Ours must be due for replacement soon and was considering swapping for these.


----------



## neilbes (Oct 16, 2006)

yes i have used them for three years and find them very good.
no probs so far


----------



## steco1958 (Mar 5, 2009)

Recently purchased a 2nd, and now have a 2 battery array, don't forget to register for your 5 year warranty.

PS, Why do you thing they are due for renewing,,if you treat them right, dont over charge and dont allow them to discharge fully, they can last for a long long time.


----------



## JeanLuc (Jan 13, 2007)

We have had 2 x 110 Ah Elecsol for almost a year now. So far very good.
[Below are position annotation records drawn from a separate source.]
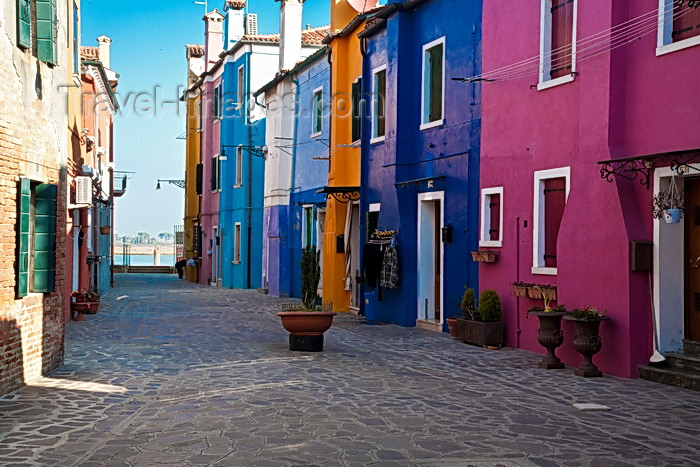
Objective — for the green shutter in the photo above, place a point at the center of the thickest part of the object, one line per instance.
(44, 254)
(24, 23)
(436, 81)
(46, 30)
(24, 201)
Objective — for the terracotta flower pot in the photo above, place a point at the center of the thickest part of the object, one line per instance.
(306, 328)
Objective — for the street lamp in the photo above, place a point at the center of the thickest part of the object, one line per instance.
(178, 183)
One benefit that made me choose them is their size. An Elecsol 110 Ah is no taller than the 80 Ah Exide Gels that were fitted by Hymer. Height is limited in the underfloor battery box and most LA batteries are too tall.

Philip


----------



## wilse (Aug 10, 2007)

yeah, thumbs up from me also 2 x 100amp


----------



## cabby (May 14, 2005)

We have just had two 110 fitted in place of our old ones that gave up the ghost rather quickly. 5 year warranty must mean something.

cabby


----------



## 94639 (May 1, 2005)

Had 2 x 100 ah fitted by Essanjay back in May. Have used them all summer without any problems.


----------



## hogan (Oct 31, 2006)

Have 2 110 Ah
Nearly 3 years old and no problems,Fitted by Vanbitz.


----------



## PAT4NEIL (Jul 21, 2007)

We have two 125amp Elecsol batteries, not had any problems yet.

Pat


----------



## davesport (Nov 12, 2006)

I've a 270 Ah/hr I fitted to my Hymer. It's charged through a Schaudt Electroblock from 180 Watts of solar.
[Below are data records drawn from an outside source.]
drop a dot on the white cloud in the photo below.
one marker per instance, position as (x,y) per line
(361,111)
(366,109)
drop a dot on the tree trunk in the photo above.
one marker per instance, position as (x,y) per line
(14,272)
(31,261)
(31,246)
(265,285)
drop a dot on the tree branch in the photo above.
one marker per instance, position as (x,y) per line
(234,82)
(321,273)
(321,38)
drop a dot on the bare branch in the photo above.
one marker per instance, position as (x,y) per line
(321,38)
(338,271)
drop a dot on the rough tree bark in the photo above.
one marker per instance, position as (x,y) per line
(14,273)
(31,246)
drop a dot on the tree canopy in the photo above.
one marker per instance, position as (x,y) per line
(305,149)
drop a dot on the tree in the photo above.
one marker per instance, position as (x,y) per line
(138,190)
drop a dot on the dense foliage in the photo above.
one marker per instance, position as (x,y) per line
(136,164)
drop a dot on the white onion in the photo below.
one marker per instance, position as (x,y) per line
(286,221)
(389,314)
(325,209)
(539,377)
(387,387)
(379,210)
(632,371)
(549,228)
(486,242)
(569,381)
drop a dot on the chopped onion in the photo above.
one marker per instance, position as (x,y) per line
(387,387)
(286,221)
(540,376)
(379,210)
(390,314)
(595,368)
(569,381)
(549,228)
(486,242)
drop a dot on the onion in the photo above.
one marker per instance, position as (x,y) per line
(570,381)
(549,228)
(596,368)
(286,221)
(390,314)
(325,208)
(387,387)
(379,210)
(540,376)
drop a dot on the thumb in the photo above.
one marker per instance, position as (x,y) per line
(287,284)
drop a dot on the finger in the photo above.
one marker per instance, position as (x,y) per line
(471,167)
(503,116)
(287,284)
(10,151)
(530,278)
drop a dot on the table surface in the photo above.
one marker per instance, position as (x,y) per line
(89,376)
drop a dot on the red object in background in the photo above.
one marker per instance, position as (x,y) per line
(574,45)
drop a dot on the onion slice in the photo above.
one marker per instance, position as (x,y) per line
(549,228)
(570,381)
Coming up for a year old & no problems so far. They're also a good bit lighter than advertised. Mine's 40 odd kilos instead of the advertised 60 Kg. This is due to some new technology they're using. So a bit of payload to be gained if that's an issue.

D.


----------



## neilbes (Oct 16, 2006)

the use of carbon plates instead of lead makes them lighter and less prone to buckle

you must be sold now!!


----------



## JockandRita (Jun 1, 2005)

Hi Venwood,

Been using Elecsol for years, and still have a 7 year old in the garage on trickle charge. Each cell still gives a good reading on the hydrometer.

We've had 3 x 100amp ones on the MH for over 4 years now, and no problems, since changing the charge setting from Gel to FLA. The old batteries (with previous owner), used to boil themselves dry every few weeks. No wonder. 8O 

HTH,

Jock.


----------



## sersol (Aug 1, 2005)

2 x 125ah just about 6 months old,no problems yet.
I'm not convinced as yet that they are worth all the extra cost,I had 3 110ah for nearly 4 years until they died (cost £110 for three at York show)
Elecsol cost about £220 for the two so at this stage can't really compare t them apart from cost. (we are not on hook up very often)
Gary


----------



## peejay (May 10, 2005)

Hi Pete;

I've just recently replaced my two 80ah Exide gels for 2 x 110ah Elecsols LA's. I know its too early yet for comparisons but we chose Elecsols for a few reasons. One was the terminals positions matched the old gels (some other makes inc exide LA had revesed terminal positions), as stated previously the size and weight was roughtly the same as the old gels and also because of recomendations on here.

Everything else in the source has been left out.